Jets left tackle Jumbo Elliott remembers the last time he played in a conference championship game. It was nine seasons ago. He was a Giant. Bill Parcells was the coach. The team traveled to San Francisco to meet the favored 49ers. "They were going for a three-peat," Elliott said after the Jets beat the Jaguars on Sunday. "We beat them, but when we checked into our Super Bowl hotel, the gift shops in the lobby were full of 49ers stuff. No one had expected us to win."
The man who runs Parcells's defense is Bill Belichick, the same guy who set up the Giants' defense that held the 49ers' star-studded cast—Rice and Montana and Taylor and Craig; you know the names—to 240 yards in the 15-13 victory nine years ago. How will the Jets respond in the AFC Championship Game against a Broncos team that, stung by whispers that its season was sliding away, unloaded early and often on the Dolphins? First there's the Jets' 3-4 defense, a good run-stopping setup, with an emphasis on closing down Terrell Davis's cutbacks. Then there are the coverage matchups: Otis Smith will probably draw deep threat Rod Smith, and 5'8" Ray Mickens will cover 6'5" Ed McCaffrey. Sounds like a mismatch, but Mickens is a terrifically instinctive cornerback. The Jets' offense will attack aggressively, as it did against the Jaguars, from some wildly imaginative alignments. If New York can make Denver play from behind, well, anything could happen.
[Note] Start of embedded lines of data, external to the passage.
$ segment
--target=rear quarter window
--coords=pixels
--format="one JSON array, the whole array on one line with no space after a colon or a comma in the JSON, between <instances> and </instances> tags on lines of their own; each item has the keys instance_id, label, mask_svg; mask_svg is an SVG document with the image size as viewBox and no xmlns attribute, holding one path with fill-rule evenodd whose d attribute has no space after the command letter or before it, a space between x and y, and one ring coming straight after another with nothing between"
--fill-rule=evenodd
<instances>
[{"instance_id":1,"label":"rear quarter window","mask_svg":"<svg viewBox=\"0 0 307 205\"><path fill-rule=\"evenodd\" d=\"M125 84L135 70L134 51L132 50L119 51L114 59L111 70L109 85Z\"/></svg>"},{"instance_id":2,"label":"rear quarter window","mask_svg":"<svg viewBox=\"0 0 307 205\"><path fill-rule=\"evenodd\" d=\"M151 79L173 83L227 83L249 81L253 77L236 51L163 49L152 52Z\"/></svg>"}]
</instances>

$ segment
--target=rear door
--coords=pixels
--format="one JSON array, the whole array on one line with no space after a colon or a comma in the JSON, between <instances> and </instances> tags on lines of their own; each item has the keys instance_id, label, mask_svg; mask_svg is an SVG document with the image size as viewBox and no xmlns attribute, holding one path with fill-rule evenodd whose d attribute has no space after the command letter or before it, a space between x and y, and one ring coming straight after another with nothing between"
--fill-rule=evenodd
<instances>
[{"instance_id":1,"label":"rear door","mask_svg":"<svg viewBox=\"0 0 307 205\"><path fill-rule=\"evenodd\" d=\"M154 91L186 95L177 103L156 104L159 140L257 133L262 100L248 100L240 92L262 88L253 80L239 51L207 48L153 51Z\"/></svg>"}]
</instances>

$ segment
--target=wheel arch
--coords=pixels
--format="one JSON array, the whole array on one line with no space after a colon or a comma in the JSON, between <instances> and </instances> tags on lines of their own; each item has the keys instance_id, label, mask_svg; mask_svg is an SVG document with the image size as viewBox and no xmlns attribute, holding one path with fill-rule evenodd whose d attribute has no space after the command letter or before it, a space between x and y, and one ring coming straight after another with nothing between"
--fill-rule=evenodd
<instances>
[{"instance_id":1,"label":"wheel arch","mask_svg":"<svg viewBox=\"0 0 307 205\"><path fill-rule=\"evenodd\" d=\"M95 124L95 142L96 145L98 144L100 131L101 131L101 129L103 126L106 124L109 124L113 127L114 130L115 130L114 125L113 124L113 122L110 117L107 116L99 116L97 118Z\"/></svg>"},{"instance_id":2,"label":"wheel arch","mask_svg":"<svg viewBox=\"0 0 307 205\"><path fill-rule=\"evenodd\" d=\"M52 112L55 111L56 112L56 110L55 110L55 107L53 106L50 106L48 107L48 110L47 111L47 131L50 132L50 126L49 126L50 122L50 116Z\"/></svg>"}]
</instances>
My feeling? Two years of experience at the highest level of competition will be the difference. Broncos in a squeaker.
In the NFC title game, I have a hunch that the Falcons' Chris Chandler will come out throwing. Then Atlanta will hammer with Jamal Anderson, mindful of the way the Bucs pounded the Vikings in Minnesota's only loss. But the Vikings have simply too much firepower in their arsenal. Minnesota will be facing a sturdier defensive line than it did against Arizona, but the war of attrition will go the Vikings' way.